We must affirm that this and similar disasters are not part of God’s will nor his judgment. What kind of judgment is it that kills little children by falling masonry? Such a view is clearly, in Bentley Hart’s words, a "blasphemy". And in the same way to say that it is in some fashion God’s "plan" raises more difficulties than it solves, as though there were some kind of inscrutable system that God operates by which he wills (or even, permits) evil to advance his kingdom. All these accounts take us a long way from the God of our Lord Jesus Christ and must be rejected.

The God of the Christian story is not a god who winds up the universe like some great machine and then calibrates by dishing out good and evil as and when necessary to ensure that it runs smoothly. Such a god has manifestly failed, if that is his purpose, and so may be fairly judged to not exist or be some kind of devil. Rather our God offers the dizzying prospect of freedom which includes the freedom for his creation to resist his will and this freedom carries with it enormous risks including the risk that creation would fall into the kinds of tragedy and cruelties that we see in Haiti. But that in this world God has made, evil and suffering happens does not mean that he wills it or that he somehow uses it as a means of shaping the world or achieving his plan.

No loving parent would inflict pain on their child in order that they might "learn a lesson" or fulfill some greater programme of self improvement. Such a parent would be rightly condemned as a monster. But then no loving parent would take from their children the possibility that they might make mistakes or harmful choices or, indeed act in a way that takes from their freedom because to do so would be to deprive them of their freedom and dignity and this would be equally monstrous. God grants to us and his whole creation a freedom that carries the potential for tragedy. (But even here I am sailing to close to an attempt to "explain" ......)

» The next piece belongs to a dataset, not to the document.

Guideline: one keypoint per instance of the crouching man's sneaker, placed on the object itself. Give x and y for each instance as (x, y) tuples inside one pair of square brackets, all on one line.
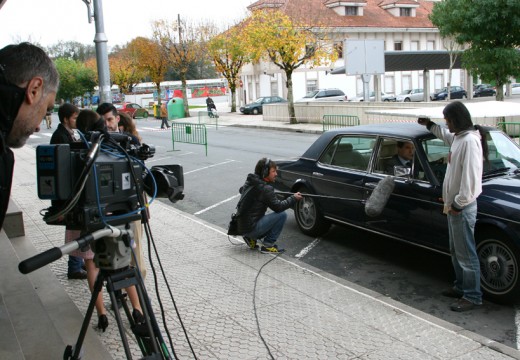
[(463, 305), (251, 243), (271, 250)]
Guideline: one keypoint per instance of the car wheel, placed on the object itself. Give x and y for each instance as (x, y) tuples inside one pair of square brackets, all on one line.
[(308, 216), (499, 266)]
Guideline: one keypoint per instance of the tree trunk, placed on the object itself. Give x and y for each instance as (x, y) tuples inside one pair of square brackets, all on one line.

And, yes, in some cases suffering does ennoble and inspire great acts of mercy (and often it does not) but it is no part of God’s desire for the world. It’s not the way he works. The whole of God’s desire is to defeat evil and overcome it, to set us free from what St Paul calls "the principalities and powers" that, for the time being, rule this world whilst at the same time have been utterly defeated in the cross and empty tomb.

And the story of the wedding at Cana reminds us that this victory of God has in Christ been won. In John’s gospel the glory of God is revealed in the One and Only who came to a world that chose, in its freedom, to reject him and yet he, in his freedom, takes on the prince of this world on the cross and defeats his terrible power. The wine has run out but because the true bridegroom is present at the feast salvation has come to the world. And, yes, "his time has not yet come" but it will and when it does the poor, broken, sinful, creation will be redeemed and with it all those who choose for God, choose life. Because of the Victory of the Bridegroom, wine will flow again.

We know something of why earthquakes happen, the shifting tectonic plates below the surface of the world. But there can be no religious "explanation" of the Haiti earthquake that does not sound callous or glib. This catastrophe is not God’s will nor part of his plan. We cannot therefore tidy it away in some neat theological scheme. Instead we look upon these terrible events with the hope of Easter in our hearts believing that one day for broken humanity and a fallen world the wine will flow again at the wedding feast of the Bridegroom.